Analysis of Histone Modifications in Key Cellular Subpopulations in the Context of Azoospermia using Spermatogenic Single-Cell RNA-seq Data

Provisionally accepted
  • Shenzhen Hospital, Peking University, Shenzhen, China

The final, formatted version of the article will be published soon.

The molecular underpinnings of non-obstructive azoospermia (NOA), a severe form of male infertility characterized by the absence of sperm in the ejaculate, remain unclear. In this study, we demonstrate the role of histone modifications within specific testicular cell subpopulations in NOA using single-cell RNA sequencing (scRNA-seq) data. Based on scRNA-seq analysis of the data acquired from the Gene Expression Omnibus (GSE149512), we identified nine distinct cell types and revealed significant compositional differences between the NOA and control testicular tissues.
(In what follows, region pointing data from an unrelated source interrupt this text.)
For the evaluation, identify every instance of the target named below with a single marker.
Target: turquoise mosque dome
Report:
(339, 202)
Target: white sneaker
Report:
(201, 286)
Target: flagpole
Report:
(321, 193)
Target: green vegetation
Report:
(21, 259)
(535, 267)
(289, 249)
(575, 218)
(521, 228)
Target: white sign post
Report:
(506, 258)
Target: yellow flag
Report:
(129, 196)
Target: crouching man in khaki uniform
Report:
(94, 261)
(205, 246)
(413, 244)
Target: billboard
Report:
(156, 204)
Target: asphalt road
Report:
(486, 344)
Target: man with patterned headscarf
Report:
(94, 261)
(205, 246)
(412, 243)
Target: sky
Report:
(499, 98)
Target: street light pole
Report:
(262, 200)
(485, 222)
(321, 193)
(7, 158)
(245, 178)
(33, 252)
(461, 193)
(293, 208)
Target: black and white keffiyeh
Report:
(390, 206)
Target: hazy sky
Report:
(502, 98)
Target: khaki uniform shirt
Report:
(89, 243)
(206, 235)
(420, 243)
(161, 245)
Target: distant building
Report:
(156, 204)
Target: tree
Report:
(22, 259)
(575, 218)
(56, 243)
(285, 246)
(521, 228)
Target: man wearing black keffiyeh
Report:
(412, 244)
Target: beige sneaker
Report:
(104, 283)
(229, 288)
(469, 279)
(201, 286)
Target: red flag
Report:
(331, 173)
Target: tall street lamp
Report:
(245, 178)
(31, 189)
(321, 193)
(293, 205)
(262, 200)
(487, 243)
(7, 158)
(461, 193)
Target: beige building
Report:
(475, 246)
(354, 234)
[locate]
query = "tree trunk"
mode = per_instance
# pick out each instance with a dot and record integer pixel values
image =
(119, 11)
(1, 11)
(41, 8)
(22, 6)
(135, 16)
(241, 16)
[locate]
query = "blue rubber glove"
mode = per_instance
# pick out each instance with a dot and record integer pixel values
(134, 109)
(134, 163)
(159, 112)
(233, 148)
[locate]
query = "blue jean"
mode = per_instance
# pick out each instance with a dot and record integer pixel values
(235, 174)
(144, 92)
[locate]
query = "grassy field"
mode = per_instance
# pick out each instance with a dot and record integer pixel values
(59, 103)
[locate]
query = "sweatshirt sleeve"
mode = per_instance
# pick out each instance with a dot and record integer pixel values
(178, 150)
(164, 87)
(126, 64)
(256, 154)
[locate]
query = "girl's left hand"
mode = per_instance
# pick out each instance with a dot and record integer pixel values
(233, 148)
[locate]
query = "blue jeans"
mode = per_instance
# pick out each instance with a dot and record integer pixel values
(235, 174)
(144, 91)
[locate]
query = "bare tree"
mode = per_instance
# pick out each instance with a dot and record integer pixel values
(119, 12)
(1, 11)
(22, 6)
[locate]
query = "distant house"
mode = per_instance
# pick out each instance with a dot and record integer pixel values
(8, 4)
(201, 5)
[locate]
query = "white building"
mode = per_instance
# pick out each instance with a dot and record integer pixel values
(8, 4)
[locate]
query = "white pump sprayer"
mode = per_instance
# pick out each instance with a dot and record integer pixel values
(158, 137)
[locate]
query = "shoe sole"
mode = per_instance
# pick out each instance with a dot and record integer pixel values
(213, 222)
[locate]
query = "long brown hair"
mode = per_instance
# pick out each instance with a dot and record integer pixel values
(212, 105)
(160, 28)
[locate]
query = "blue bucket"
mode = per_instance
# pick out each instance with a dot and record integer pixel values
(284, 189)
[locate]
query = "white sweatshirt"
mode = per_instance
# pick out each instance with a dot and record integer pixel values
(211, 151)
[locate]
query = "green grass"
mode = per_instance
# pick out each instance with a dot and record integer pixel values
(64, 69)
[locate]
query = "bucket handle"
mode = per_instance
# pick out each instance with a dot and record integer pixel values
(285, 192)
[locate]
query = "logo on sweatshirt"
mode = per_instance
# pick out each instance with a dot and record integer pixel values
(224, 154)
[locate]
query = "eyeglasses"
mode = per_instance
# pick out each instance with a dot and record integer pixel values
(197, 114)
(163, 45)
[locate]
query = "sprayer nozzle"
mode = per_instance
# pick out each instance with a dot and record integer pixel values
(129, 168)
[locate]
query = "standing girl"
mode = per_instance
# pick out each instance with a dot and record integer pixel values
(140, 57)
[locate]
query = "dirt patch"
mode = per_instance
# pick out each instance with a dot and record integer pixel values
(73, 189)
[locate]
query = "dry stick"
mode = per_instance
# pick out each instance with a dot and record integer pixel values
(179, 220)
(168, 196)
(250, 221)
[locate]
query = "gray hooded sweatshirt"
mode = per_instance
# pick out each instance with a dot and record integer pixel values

In contrast to the high prevalence of spermatogenic cells in the controls, endothelial, testicular interstitial, and vascular smooth muscle cells, as well as macrophages, were enriched in NOA. Furthermore, our analyses revealed considerable enrichment of histone modification-related genes in Leydig cells, peritubular myoid (PTM) cells, and macrophages in the NOA group. HDAC2, a pivotal regulator of histone acetylation, exhibited significant upregulation. Functional pathway analysis implicated these genes in critical biological processes, including nuclear transport, RNA splicing, and autophagy. We quantified the activity of histone modification-related genes using AUCell and identified distinct Leydig cell subpopulations characterized by unique marker genes and functional pathways, underscoring their dual roles in histone modification and spermatogenesis. Additionally, cellular communication analysis via CellChat demonstrated altered interaction dynamics across cell types in NOA, particularly in Leydig and PTM cells, which exhibited enhanced interactions alongside differential activation of the WNT and NOTCH signaling pathways. These findings suggest that aberrant histone modifications in specific cellular subpopulations may drive disease progression, highlighting potential targets for diagnostic and therapeutic strategies. This study offers novel insights into the molecular mechanisms of NOA and provides a basis for future research on advanced male reproductive health.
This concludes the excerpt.